When the American Folklife Center at the Library of Congress was created in 1976, Congress used the following definition in Public Law 94-201, which created the center:
"The term 'American folklife' means the traditional expressive culture shared within the various groups in the United States: familial, ethnic, occupational, religious, regional; expressive culture includes a wide range of creative and symbolic forms such as custom, belief, technical skill, language, literature, art, architecture, music, play, dance, drama, ritual, pageantry, handicraft; these expressions are mainly learned orally, by imitation, or in performance, and are generally maintained without benefit of formal instruction or institutional direction.”

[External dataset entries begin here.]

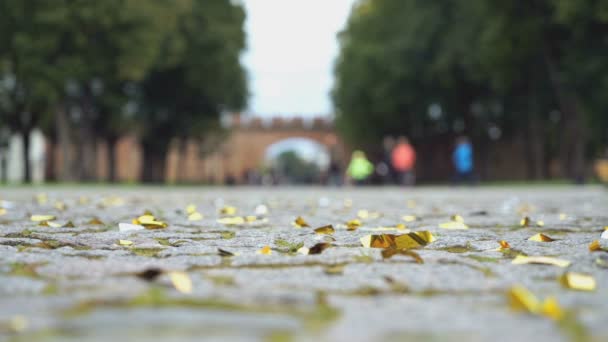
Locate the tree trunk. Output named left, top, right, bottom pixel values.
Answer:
left=107, top=136, right=118, bottom=183
left=141, top=141, right=167, bottom=183
left=21, top=127, right=31, bottom=183
left=177, top=138, right=188, bottom=183
left=45, top=138, right=56, bottom=182
left=56, top=105, right=74, bottom=181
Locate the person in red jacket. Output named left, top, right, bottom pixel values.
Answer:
left=391, top=136, right=416, bottom=185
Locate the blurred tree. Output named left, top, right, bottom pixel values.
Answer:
left=138, top=0, right=248, bottom=182
left=274, top=151, right=321, bottom=184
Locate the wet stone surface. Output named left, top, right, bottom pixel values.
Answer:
left=0, top=186, right=607, bottom=341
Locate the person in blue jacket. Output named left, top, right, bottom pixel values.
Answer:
left=453, top=136, right=475, bottom=184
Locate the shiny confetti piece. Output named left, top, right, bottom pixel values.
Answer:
left=308, top=242, right=332, bottom=255
left=540, top=296, right=564, bottom=320
left=520, top=216, right=531, bottom=227
left=188, top=212, right=203, bottom=221
left=357, top=209, right=369, bottom=219
left=451, top=214, right=464, bottom=223
left=343, top=199, right=353, bottom=208
left=536, top=220, right=545, bottom=227
left=512, top=255, right=570, bottom=267
left=381, top=248, right=423, bottom=263
left=63, top=221, right=75, bottom=228
left=220, top=206, right=237, bottom=215
left=346, top=219, right=361, bottom=231
left=30, top=215, right=56, bottom=222
left=293, top=216, right=310, bottom=228
left=118, top=239, right=133, bottom=246
left=119, top=223, right=145, bottom=232
left=361, top=231, right=435, bottom=249
left=365, top=225, right=410, bottom=232
left=217, top=216, right=245, bottom=225
left=255, top=204, right=269, bottom=216
left=528, top=233, right=555, bottom=242
left=35, top=193, right=48, bottom=205
left=0, top=208, right=6, bottom=216
left=54, top=201, right=67, bottom=211
left=402, top=215, right=417, bottom=222
left=559, top=213, right=567, bottom=221
left=39, top=221, right=61, bottom=228
left=314, top=225, right=335, bottom=235
left=507, top=285, right=565, bottom=320
left=218, top=248, right=235, bottom=257
left=168, top=271, right=192, bottom=294
left=257, top=245, right=272, bottom=255
left=297, top=246, right=310, bottom=255
left=439, top=221, right=469, bottom=230
left=186, top=204, right=197, bottom=215
left=589, top=240, right=604, bottom=252
left=601, top=229, right=608, bottom=239
left=499, top=240, right=511, bottom=249
left=560, top=272, right=596, bottom=291
left=88, top=217, right=104, bottom=225
left=324, top=265, right=344, bottom=275
left=245, top=215, right=258, bottom=223
left=133, top=214, right=167, bottom=229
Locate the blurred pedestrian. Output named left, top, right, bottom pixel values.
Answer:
left=391, top=136, right=416, bottom=185
left=378, top=136, right=396, bottom=184
left=346, top=150, right=374, bottom=185
left=453, top=136, right=474, bottom=185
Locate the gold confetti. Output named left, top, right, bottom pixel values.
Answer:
left=63, top=221, right=75, bottom=228
left=357, top=209, right=369, bottom=219
left=402, top=215, right=417, bottom=222
left=520, top=216, right=531, bottom=227
left=512, top=255, right=570, bottom=267
left=451, top=214, right=464, bottom=223
left=218, top=248, right=235, bottom=257
left=308, top=242, right=332, bottom=255
left=381, top=248, right=423, bottom=263
left=559, top=213, right=567, bottom=221
left=324, top=265, right=344, bottom=275
left=346, top=219, right=361, bottom=231
left=314, top=225, right=335, bottom=235
left=361, top=231, right=435, bottom=249
left=589, top=240, right=604, bottom=252
left=297, top=246, right=310, bottom=255
left=293, top=216, right=310, bottom=228
left=0, top=208, right=6, bottom=216
left=118, top=240, right=133, bottom=246
left=188, top=212, right=203, bottom=221
left=186, top=204, right=197, bottom=215
left=528, top=233, right=555, bottom=242
left=35, top=193, right=48, bottom=205
left=499, top=240, right=511, bottom=249
left=439, top=221, right=469, bottom=230
left=39, top=221, right=61, bottom=228
left=536, top=220, right=545, bottom=227
left=220, top=206, right=237, bottom=215
left=133, top=214, right=167, bottom=229
left=560, top=272, right=596, bottom=291
left=245, top=215, right=257, bottom=223
left=30, top=215, right=56, bottom=222
left=88, top=217, right=104, bottom=225
left=507, top=285, right=565, bottom=320
left=217, top=216, right=245, bottom=225
left=54, top=201, right=67, bottom=211
left=257, top=245, right=272, bottom=255
left=168, top=271, right=192, bottom=294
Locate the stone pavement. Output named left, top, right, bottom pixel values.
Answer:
left=0, top=186, right=607, bottom=342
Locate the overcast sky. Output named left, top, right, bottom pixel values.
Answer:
left=242, top=0, right=356, bottom=117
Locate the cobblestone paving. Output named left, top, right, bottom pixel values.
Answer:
left=0, top=186, right=607, bottom=342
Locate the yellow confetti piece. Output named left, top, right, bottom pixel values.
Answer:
left=0, top=208, right=6, bottom=216
left=118, top=240, right=133, bottom=246
left=168, top=271, right=192, bottom=294
left=217, top=216, right=245, bottom=225
left=324, top=264, right=344, bottom=275
left=528, top=233, right=555, bottom=242
left=297, top=246, right=310, bottom=255
left=245, top=215, right=257, bottom=223
left=88, top=217, right=104, bottom=225
left=361, top=231, right=435, bottom=249
left=293, top=216, right=310, bottom=228
left=346, top=219, right=361, bottom=231
left=520, top=216, right=531, bottom=227
left=589, top=240, right=604, bottom=252
left=30, top=215, right=56, bottom=222
left=402, top=215, right=417, bottom=222
left=257, top=245, right=272, bottom=255
left=63, top=221, right=75, bottom=228
left=220, top=206, right=237, bottom=215
left=357, top=209, right=369, bottom=219
left=54, top=201, right=67, bottom=211
left=186, top=204, right=197, bottom=215
left=507, top=285, right=565, bottom=321
left=451, top=214, right=464, bottom=223
left=559, top=213, right=567, bottom=221
left=314, top=225, right=335, bottom=235
left=439, top=221, right=469, bottom=230
left=560, top=272, right=596, bottom=291
left=540, top=296, right=564, bottom=320
left=499, top=240, right=511, bottom=249
left=35, top=193, right=48, bottom=205
left=188, top=212, right=203, bottom=221
left=512, top=255, right=570, bottom=267
left=536, top=220, right=545, bottom=227
left=133, top=214, right=167, bottom=229
left=308, top=242, right=332, bottom=255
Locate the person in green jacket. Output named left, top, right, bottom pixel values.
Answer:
left=346, top=150, right=374, bottom=185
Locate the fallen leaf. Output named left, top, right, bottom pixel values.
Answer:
left=308, top=242, right=332, bottom=255
left=188, top=212, right=203, bottom=221
left=381, top=248, right=423, bottom=263
left=314, top=225, right=335, bottom=235
left=361, top=231, right=435, bottom=249
left=560, top=272, right=596, bottom=291
left=168, top=271, right=192, bottom=294
left=293, top=216, right=310, bottom=228
left=118, top=239, right=133, bottom=246
left=512, top=255, right=570, bottom=267
left=30, top=215, right=56, bottom=222
left=257, top=245, right=272, bottom=255
left=528, top=233, right=555, bottom=242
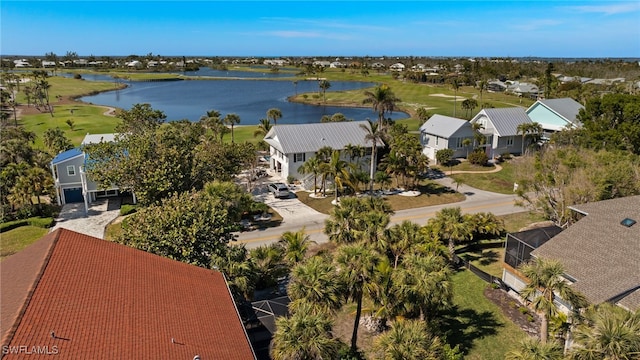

However, the center’s creation can really be traced back to 1928, when folklorist Robert W. Gordon established the Archive of American Folk Song in the Library’s Music Division. In addition to the recordings Gordon made while touring the country, the archive, now known as the Archive of Folk Culture, included the pioneer cylinder recordings of Jesse Walter Fewkes (the first ever made in the field), Frances Densmore and Helen Roberts, and the field recordings of ex-slaves and others made by the WPA and other New Deal agencies during the 1930s. Thus preserved are performances by both Native Americans known only within remote tribal communities and the legendary greats of the national folklore pantheon like Woodie Guthrie, Huddie “Leadbelly” Ledbetter and Jelly Roll Morton. Today, the archive holds approximately 2,500 collections consisting of more than 100,000 sound recordings and three million items.